Kolaylıkla iftira atabilme potansiyelinize rağmen ben gazetecilik yapmaya devam edeceğim.
Olaya bakışım hep nesnel olacak ve sübjektiviteden uzak olacağım. Kişisellik katmayacağım. Zaten dikkat ederseniz bunu göreceksiniz de. Sizi de baştan beri yapay, maskeli ve itici buldum ama sizden hep acılı eş diye bahsettim. İnandırıcılıktan uzak agresyonunuzu eşinizi kaybetmiş olmanıza bağlamayı tercih ettim.
Ayşe hanım, gölge metin yazarlarınızı dinlemeyin, sizin, benim ne demek istediğimi anladığınızdan eminim.

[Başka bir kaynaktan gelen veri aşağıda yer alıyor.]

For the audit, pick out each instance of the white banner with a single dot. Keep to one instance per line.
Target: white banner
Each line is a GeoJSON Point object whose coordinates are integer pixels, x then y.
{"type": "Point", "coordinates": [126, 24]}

Her ne kadar o var olmaya çalıştığınız bulanıklaşmış müphem zemine beni çekmek isteseniz de bu beklentiniz boşa çıkacak.
Boşuna uğraşmayın diyorum yani. Gerçeğe dair ne varsa yazarım ve size sadece üzülürüm. Dilerim ki sizi araçsallaştıranların gerçek niyetini eğer onlar gibi değilseniz anlar ve çevrenizden uzaklaştırırsınız.
Sükunetinizi, vakarınızı muhafaza edebilmeniz, gerçeği görebilmeniz umuduyla.